We are in process of upgrading Databricks platform. Couple of weeks ago we setup Unity Catalog.
Now we are trying to go from Databricks Runtime 13.3 LTS to 15.4 LTS. Two notebooks that we running (out of 40+) took 3 times more time (30 min to 1.5h). We tried DR 16.0 with same results.
We then rolled back to Databricks Runtime 14.3 LTS and things got faster.
We used to run everything on Standard_DS3_v2 and Standard_DS4_v2. We also switched to Standard_D8ads_v5 (as they support delta caching). That also improved speed a little.
- What could lead to such different performance between Databricks Runtimes?
I am wondering lazy evaluation working differently between versions. We often count on materializing dataframe by doing something like:
df.cache()
rc = df.count()
Idea is that if dataframe is referenced multiple times later, it will execute only once.
- I am wondering if that trick is not working any more and if on later steps it is re-running everything again and again.

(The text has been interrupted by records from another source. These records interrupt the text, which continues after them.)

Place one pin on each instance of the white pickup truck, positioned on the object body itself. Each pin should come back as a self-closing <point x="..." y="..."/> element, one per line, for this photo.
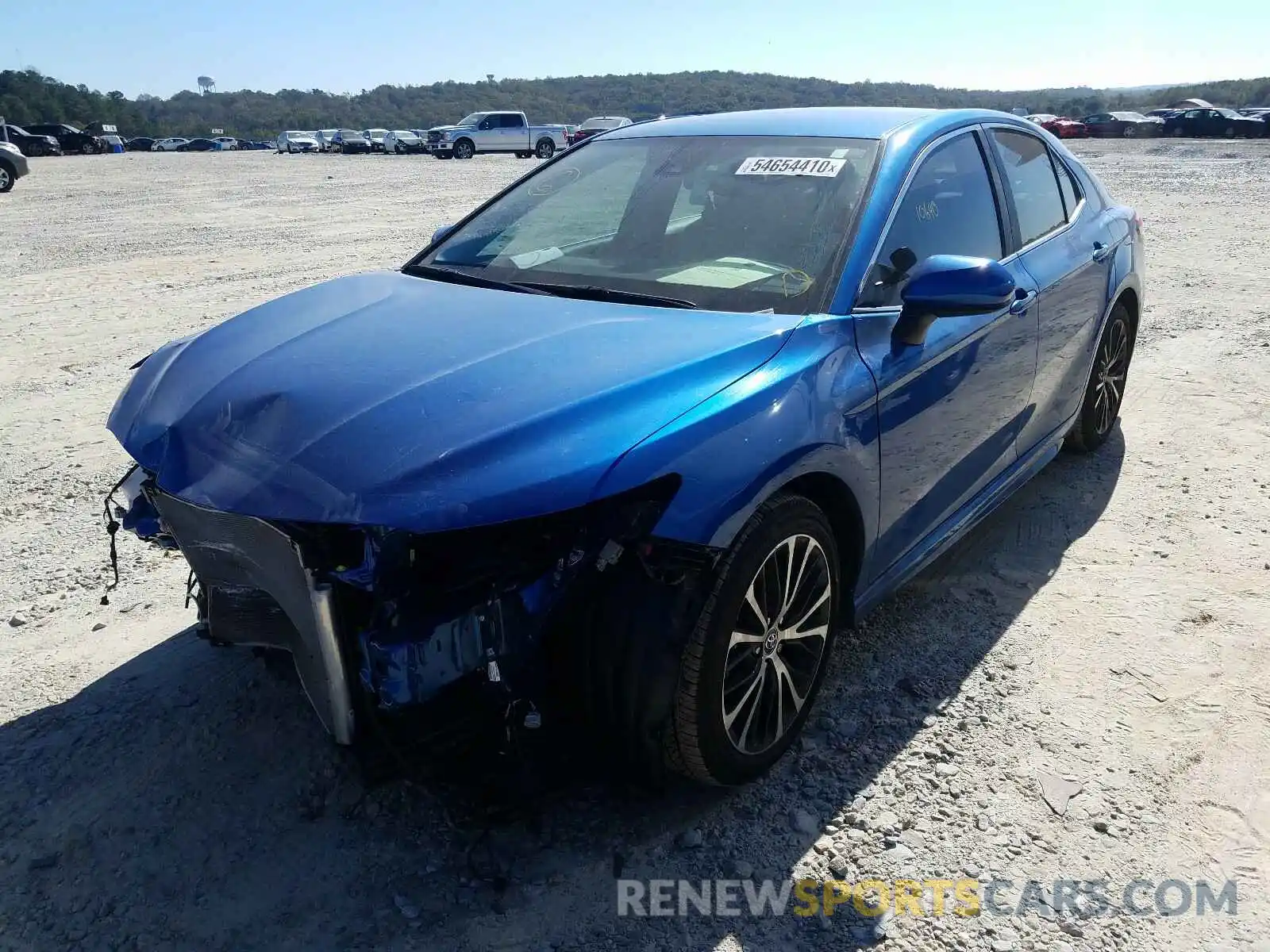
<point x="495" y="132"/>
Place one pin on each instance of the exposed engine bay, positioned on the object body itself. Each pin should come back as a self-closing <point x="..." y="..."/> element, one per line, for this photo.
<point x="383" y="621"/>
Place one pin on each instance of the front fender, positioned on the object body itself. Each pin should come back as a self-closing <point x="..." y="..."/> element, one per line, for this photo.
<point x="810" y="409"/>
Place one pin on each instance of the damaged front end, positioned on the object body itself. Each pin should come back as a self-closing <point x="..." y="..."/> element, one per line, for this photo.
<point x="383" y="620"/>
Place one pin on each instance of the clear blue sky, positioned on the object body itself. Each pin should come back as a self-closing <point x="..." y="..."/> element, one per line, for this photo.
<point x="162" y="46"/>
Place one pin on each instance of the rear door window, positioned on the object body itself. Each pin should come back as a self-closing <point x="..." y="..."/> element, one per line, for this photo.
<point x="1033" y="184"/>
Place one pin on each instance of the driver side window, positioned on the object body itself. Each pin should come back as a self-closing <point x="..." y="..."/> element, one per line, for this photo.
<point x="949" y="209"/>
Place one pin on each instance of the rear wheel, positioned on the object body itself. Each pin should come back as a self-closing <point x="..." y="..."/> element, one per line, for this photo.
<point x="757" y="654"/>
<point x="1105" y="390"/>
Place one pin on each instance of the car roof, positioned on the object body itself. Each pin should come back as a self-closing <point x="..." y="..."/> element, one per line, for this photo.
<point x="836" y="121"/>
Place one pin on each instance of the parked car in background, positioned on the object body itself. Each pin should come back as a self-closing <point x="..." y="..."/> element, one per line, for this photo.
<point x="13" y="165"/>
<point x="351" y="143"/>
<point x="507" y="132"/>
<point x="1060" y="126"/>
<point x="29" y="144"/>
<point x="298" y="141"/>
<point x="1123" y="125"/>
<point x="1257" y="112"/>
<point x="596" y="125"/>
<point x="376" y="139"/>
<point x="70" y="139"/>
<point x="868" y="372"/>
<point x="402" y="141"/>
<point x="1225" y="124"/>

Today, this process was about to write only 5700 rows in a delta table. One of the things that we do is to use coalesce(1) before we write it (file is anyway very small).
- How can that step take 10 mins now (on DBR14.3)? Is it re-running everything from scratch (ignoring caching of dataframe before it)?

coalesce()? How do you know thatcoalesce()is taking 10 mins?df.explain(extended=True). here if you find the data is been reading from InMemoryTableScan then the cached df is used.